Clinical Information Analyst Melissa Baker says the Board wanted to ensure that the data was an accurate representation of what was happening on the wards so that it could respond to any questions from the Welsh government. A review of coding and mortality was undertaken across the Health Board, starting at hospital level and then working down to specialty level. The data was compared with peers to discover if there was any variation.

“We found that in one of our hospitals there were higher elective admissions. We looked into this further and found that this was a result of the way patient transfers from a community hospital were being recorded. Ward/administrative staff were recording admissions from community hospitals as elective transfers, which meant the risk profile for these patients was lower having an impact on re-admissions and the mortality indicator for that hospital.”
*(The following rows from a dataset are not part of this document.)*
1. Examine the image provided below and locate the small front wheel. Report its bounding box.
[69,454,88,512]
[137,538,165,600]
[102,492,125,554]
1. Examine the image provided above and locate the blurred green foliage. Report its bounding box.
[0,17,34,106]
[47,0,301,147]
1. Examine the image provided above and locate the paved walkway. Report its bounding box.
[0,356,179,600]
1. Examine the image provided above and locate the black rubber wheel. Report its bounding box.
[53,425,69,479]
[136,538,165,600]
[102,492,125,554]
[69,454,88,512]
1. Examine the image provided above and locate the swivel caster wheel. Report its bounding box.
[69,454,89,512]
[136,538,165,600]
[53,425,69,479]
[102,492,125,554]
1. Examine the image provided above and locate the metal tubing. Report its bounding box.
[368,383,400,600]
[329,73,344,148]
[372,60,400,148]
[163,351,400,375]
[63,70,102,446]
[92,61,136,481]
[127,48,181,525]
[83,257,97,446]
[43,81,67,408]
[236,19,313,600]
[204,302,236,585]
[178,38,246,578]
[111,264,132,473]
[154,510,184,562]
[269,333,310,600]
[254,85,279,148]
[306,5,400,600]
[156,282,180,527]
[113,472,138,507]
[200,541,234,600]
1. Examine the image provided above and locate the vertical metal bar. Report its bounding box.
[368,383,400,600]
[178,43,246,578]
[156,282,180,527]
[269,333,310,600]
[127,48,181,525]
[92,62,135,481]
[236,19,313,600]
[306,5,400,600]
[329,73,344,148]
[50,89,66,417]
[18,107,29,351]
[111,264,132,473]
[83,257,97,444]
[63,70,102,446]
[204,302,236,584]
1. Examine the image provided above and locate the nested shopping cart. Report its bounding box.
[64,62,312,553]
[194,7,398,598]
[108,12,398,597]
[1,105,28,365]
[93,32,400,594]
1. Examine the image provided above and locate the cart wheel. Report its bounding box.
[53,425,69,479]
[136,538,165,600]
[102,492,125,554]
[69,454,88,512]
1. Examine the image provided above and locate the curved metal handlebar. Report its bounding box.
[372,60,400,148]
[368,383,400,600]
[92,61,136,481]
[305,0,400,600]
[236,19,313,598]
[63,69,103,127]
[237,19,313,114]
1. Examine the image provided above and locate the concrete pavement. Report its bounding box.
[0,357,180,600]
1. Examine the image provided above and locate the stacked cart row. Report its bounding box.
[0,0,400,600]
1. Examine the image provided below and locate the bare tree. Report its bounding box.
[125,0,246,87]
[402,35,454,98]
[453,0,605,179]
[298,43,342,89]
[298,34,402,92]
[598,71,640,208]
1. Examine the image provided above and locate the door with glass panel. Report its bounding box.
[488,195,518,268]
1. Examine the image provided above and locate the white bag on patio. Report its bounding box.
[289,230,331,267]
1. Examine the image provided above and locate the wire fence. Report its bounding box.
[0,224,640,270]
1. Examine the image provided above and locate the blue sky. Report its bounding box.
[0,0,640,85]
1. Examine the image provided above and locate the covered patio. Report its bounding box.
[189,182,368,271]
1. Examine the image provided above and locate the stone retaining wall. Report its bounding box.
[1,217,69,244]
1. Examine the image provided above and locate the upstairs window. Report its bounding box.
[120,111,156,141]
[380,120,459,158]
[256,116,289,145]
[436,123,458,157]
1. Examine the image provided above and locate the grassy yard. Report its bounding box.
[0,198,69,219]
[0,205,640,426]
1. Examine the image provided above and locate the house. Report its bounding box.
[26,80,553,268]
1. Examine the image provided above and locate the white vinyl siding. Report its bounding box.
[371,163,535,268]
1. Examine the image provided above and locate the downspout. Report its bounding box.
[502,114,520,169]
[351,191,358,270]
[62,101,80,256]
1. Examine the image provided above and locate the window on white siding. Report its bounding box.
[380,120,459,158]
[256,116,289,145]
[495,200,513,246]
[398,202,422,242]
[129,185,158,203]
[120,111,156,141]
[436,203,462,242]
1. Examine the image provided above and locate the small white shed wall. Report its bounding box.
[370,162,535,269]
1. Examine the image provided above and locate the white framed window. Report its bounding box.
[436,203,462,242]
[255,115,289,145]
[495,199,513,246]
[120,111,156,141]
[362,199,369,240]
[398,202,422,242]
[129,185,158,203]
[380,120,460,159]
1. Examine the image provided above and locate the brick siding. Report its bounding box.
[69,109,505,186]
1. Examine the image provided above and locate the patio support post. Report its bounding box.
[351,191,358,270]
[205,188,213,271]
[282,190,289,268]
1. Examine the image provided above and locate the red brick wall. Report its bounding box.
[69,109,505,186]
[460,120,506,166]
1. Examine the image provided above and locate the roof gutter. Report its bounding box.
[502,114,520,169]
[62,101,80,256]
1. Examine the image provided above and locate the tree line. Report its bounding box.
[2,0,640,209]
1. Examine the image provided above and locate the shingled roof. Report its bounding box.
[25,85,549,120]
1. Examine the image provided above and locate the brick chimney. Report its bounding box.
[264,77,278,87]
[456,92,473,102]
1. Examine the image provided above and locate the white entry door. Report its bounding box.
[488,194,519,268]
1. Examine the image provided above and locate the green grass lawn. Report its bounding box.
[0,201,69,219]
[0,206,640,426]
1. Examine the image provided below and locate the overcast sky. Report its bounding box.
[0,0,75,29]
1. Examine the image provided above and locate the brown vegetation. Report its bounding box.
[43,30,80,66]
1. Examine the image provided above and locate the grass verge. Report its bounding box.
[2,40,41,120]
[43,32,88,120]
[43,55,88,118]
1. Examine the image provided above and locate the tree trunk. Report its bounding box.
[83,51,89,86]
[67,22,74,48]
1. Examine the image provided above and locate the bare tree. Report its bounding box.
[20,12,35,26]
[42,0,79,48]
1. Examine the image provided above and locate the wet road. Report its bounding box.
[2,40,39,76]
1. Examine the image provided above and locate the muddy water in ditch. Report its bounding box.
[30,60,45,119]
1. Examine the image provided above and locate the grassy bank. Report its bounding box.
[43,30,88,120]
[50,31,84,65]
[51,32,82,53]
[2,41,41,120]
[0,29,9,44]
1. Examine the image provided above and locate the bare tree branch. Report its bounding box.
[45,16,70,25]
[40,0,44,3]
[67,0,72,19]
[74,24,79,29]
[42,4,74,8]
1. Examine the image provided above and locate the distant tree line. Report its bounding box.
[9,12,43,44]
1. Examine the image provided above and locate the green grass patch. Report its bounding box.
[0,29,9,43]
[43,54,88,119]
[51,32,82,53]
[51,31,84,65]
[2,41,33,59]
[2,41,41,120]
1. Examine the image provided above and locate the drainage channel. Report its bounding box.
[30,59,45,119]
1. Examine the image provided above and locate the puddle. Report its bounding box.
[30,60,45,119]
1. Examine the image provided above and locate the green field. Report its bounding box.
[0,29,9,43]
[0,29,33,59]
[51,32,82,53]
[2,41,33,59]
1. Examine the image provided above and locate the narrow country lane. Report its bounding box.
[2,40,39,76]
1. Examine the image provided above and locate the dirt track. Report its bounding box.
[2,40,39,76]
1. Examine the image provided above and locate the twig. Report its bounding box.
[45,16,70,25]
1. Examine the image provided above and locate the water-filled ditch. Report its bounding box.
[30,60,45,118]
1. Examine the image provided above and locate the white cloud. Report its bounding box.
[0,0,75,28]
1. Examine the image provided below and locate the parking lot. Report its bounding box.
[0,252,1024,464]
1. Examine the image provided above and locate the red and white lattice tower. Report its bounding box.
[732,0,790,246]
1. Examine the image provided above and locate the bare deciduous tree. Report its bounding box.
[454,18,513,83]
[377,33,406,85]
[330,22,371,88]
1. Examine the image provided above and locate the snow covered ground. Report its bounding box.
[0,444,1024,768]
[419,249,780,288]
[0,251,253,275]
Melissa says the first step was to explain to staff why this recording was inaccurate. As a former nurse working in informatics, Melissa was well-placed to explain why the change was needed and set up and led the training

The Health Board took a performance management approach to ensure improvements to this data capture were consistently applied. This encouraged validation checks and reports were sent to wards and departments showing how accurately admissions were being recorded. “By taking this approach we were able to show the improvement and ensure that the administrative data was an accurate reflection of what was happening,” says Mel.

In addition, the Board also carried out a review of clinical coding for deceased patients using hospital case notes. This was done for each clinical team with support and guidance provided by the Information Department. One specific example of a change that followed the review was in relation to the coding ventilated patients. The review found that the incorrect codes were being used. Mel explained and showed the equipment used for ventilation to the coders to help them understand what happens and identify from the clinical notes the differences between non-invasive and
invasive ventilation. Another issue that came to light was the coding of patients who were having rehabilitation in community hospitals. Not enough information was being captured to detail their clinical condition. This has now
been improved as part of an overall Board-led drive on improving data and clinical coding.

The benefits of working with CHKS

Melissa relied on the support of the Health Board’s dedicated CHKS consultant to determine the extent of the variation at hospital level and then monitor improvements in coding. These changes not only had an impact on readmission rates, but also the Health Boards risk adjusted mortality indicator (RAMI). “We are now more confident that we have a more accurate picture and the coding accuracy is reported to our Mortality Board. This is a high level board consisting deputy acute medical directors.”

Melissa says CHKS expertise was very helpful when it came to looking back at case notes, by helping her to find variation and analysing the likely impact of this variation. She says that the focus is now on looking carefully at what happened to each patient from a clinical perspective.